Dire que j’ai failli rater ce rendez-vous de l’ASER ! J’avais la date et le lieu en mémoire : 10 septembre, le Verdon. Tout l’été j’ai balloté ça dans ma tête, depuis la grande bleue, dans l’estoufarasso du Centre Var et jusqu’à l’Alpe. Cet été 88, je m’en souviendrai, il y a fait si beau. Intenable chaleur au bureau ou dans les champs, délice en altitude près des forêts de mélèzes et de pins cembro. Puis le jour J a fini par arriver et toujours cette même idée en tête, mais pas moyen de remettre la main sur le prospectus si bien fait, lequel disait tout sur l’escapade possible.
Tant pis me dis-je après le déjeuner : « fonce à Baudinard ».
Là, sous les tilleuls, près du monument, vers le milieu de l’après-midi, j’ai vue arriver l’auto de Philippe hameau. D’un coup, ce calme lieu de transit réunissait neuf asériens. La sortie du jour qui pour moi tournait à la méridienne, avait des chances d’atteindre sa vraie dimension. Vous dirai-je que dans mon attente, alors que je prenais le frais sur un banc, j’avais vu passer une vieille dame, elle et son fils, peut-être, s’abritant chacun sous un parapluie, en guise d’ombrelles. D’un mot en provençal je liai conversation, vantant l’été encore roi et révélant que je venais voir les grottes. Soudain l’œil qui pétille, la vieille dame m’avait répondu : « c’est en bas de la route, quand on était petite, on allait s’y amuser, j’y ai pas mis les pieds depuis cinquante ans ».
De fait, il faut descendre vers les gorges.
« Tu prends le sentier à main gauche, tu piques jusqu’au Verdon, tu coupes côté cœur, forcément puisque tu es rive gauche. Tu fais craquer tes os pour franchir un obstacle de la taille d’un homme. Puis tu entres dans la cavité où un muret soutient l’étroit chemin d’accès. Là, tu n’imagines pas les surprises qui t’attendent. Tu t’enfonces encore un peu. Au départ d’un boyau, il faut te soulever sur la pointe des pieds et te hisser d’une traction des bras. Tu vois, c’est comme si tu pénétrais dans un four de boulanger (à la sortie, tu devras repasser à reculons). Sitôt après tu rampes comme ils font en manœuvres, sur le plateau de Canjuers. Tu as besoin de ta lampe électrique, pas plus : clé de voiture, montre, portefeuille, lunettes de soleil, chapeau, tu laisses tout ça à l’entrée.

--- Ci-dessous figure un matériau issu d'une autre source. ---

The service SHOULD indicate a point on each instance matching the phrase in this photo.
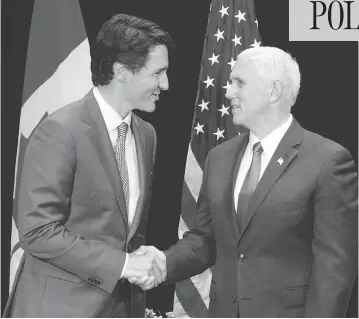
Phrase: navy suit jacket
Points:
(72, 219)
(296, 253)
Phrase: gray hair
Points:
(275, 64)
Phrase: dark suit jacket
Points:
(296, 253)
(72, 221)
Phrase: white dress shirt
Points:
(113, 120)
(269, 145)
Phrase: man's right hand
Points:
(141, 263)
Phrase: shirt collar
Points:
(111, 117)
(272, 140)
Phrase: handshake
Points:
(146, 267)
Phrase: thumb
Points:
(141, 251)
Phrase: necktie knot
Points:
(257, 148)
(122, 129)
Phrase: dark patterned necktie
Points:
(249, 184)
(121, 159)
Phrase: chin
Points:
(148, 108)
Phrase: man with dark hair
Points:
(277, 212)
(86, 184)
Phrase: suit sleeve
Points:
(196, 251)
(44, 199)
(334, 243)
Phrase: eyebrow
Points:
(162, 69)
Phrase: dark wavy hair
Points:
(125, 39)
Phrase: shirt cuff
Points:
(124, 266)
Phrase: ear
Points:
(277, 90)
(119, 71)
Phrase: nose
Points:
(164, 85)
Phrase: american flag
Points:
(232, 27)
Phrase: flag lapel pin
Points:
(280, 161)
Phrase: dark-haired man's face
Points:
(143, 88)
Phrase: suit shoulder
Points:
(67, 115)
(147, 127)
(321, 143)
(228, 145)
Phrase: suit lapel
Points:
(284, 154)
(143, 170)
(242, 144)
(98, 135)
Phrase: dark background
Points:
(327, 103)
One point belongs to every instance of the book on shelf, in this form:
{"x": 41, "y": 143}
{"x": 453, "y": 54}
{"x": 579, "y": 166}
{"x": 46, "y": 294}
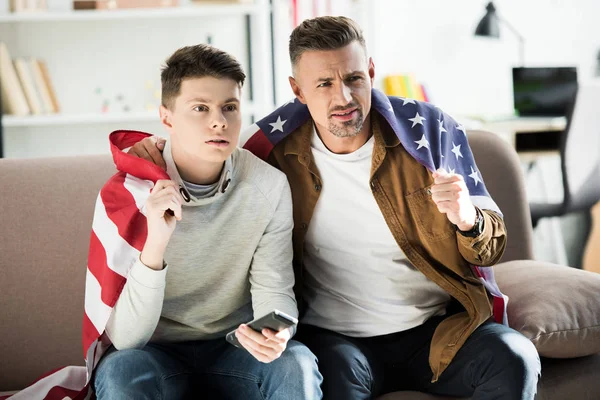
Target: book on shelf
{"x": 405, "y": 86}
{"x": 45, "y": 83}
{"x": 29, "y": 88}
{"x": 122, "y": 4}
{"x": 13, "y": 97}
{"x": 25, "y": 86}
{"x": 18, "y": 6}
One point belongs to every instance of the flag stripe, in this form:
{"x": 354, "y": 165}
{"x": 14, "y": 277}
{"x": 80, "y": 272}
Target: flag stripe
{"x": 120, "y": 255}
{"x": 122, "y": 209}
{"x": 139, "y": 190}
{"x": 70, "y": 379}
{"x": 95, "y": 309}
{"x": 90, "y": 334}
{"x": 112, "y": 282}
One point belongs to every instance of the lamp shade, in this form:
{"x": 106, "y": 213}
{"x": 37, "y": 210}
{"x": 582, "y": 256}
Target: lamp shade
{"x": 489, "y": 24}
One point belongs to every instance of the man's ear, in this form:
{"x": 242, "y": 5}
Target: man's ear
{"x": 165, "y": 117}
{"x": 296, "y": 89}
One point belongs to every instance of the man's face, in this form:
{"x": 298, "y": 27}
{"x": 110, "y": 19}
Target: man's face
{"x": 204, "y": 121}
{"x": 336, "y": 87}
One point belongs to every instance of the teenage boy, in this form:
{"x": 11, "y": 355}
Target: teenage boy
{"x": 215, "y": 242}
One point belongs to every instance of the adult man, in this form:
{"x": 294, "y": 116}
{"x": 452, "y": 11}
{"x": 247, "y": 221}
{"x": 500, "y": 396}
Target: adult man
{"x": 385, "y": 238}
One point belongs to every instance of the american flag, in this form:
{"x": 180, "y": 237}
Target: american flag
{"x": 118, "y": 235}
{"x": 427, "y": 133}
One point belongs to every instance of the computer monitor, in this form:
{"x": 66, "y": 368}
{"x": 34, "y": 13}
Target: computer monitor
{"x": 544, "y": 91}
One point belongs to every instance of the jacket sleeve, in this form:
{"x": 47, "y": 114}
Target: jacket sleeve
{"x": 487, "y": 248}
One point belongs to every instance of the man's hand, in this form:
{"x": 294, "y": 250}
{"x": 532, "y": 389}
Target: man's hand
{"x": 150, "y": 149}
{"x": 451, "y": 195}
{"x": 163, "y": 210}
{"x": 265, "y": 347}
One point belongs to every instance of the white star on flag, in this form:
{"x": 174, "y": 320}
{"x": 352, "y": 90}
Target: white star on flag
{"x": 475, "y": 175}
{"x": 456, "y": 150}
{"x": 422, "y": 143}
{"x": 442, "y": 129}
{"x": 277, "y": 125}
{"x": 417, "y": 120}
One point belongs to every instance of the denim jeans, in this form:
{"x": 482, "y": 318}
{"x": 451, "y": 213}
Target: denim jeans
{"x": 212, "y": 369}
{"x": 495, "y": 363}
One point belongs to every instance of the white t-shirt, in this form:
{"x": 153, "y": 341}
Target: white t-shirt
{"x": 358, "y": 281}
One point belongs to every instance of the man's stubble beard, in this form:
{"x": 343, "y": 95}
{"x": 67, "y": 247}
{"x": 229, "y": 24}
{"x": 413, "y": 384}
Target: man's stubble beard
{"x": 348, "y": 128}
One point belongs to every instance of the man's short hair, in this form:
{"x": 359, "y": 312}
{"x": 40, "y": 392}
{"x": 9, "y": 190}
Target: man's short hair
{"x": 324, "y": 33}
{"x": 197, "y": 62}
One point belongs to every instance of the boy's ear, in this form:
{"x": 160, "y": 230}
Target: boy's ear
{"x": 165, "y": 116}
{"x": 296, "y": 89}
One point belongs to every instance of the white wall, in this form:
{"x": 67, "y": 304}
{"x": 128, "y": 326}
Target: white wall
{"x": 464, "y": 74}
{"x": 121, "y": 57}
{"x": 470, "y": 75}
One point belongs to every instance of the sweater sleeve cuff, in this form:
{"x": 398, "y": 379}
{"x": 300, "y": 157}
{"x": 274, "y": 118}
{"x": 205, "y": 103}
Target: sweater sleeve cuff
{"x": 148, "y": 277}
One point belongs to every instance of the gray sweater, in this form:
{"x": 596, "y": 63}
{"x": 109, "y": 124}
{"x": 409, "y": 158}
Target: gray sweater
{"x": 229, "y": 260}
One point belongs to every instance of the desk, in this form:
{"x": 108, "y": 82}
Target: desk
{"x": 511, "y": 128}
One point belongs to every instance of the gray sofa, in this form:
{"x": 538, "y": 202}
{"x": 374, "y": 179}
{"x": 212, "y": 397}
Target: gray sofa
{"x": 46, "y": 212}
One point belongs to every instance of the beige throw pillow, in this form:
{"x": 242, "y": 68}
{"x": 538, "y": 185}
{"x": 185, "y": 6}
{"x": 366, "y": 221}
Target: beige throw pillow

Reptation … arrêt … tu souffles … tu repars … tu es happé par le silence et la nuit de la terre. Mais les soleils du Chalcolithique sont à ce prix. Tu découvres des salles, des nefs d’église, des concrétions en forme de tuyaux d’orgues, des dentelles, une marmite géante. Sur le plafond perlent des gouttelettes d’eau comme des étoiles d’argent. Tu peux toucher avec ton nez ce firmament. Le regard ébloui en cinq ou six endroits par des soleils peints il y a cinquante fois cinquante ans par d’autres bipèdes semblables à nous … Aujourd’hui encore, des chauves-souris et des hommes. Dans l’obscurité, elles te frôlent du bout de l’aile comme le ferait un vent paraclet.
Quelles émotions inoubliables s’impriment dans tout ton être, pendant cette incursion ! »
Rentré chez moi, le soir même, je racontais ça à mon voisin, distillant avec l’anis rafraîchissant un conseil : « Tu vois, si tu vas avec Philippe pour une ballade de ce genre, tu prends ta salopette à manches longues (mon ami est ancien mécanicien d’avion), et si tu mènes ta femme, c’est pas vraiment nécessaire qu’elle se fasse l’indéfrisable la veille. »
A Philippe, nous autres, ses compagnons d’un jour, nous ne lui en voulons pas pour autant, car sans lui, les soleils du Verdon nous seraient encore de la littérature.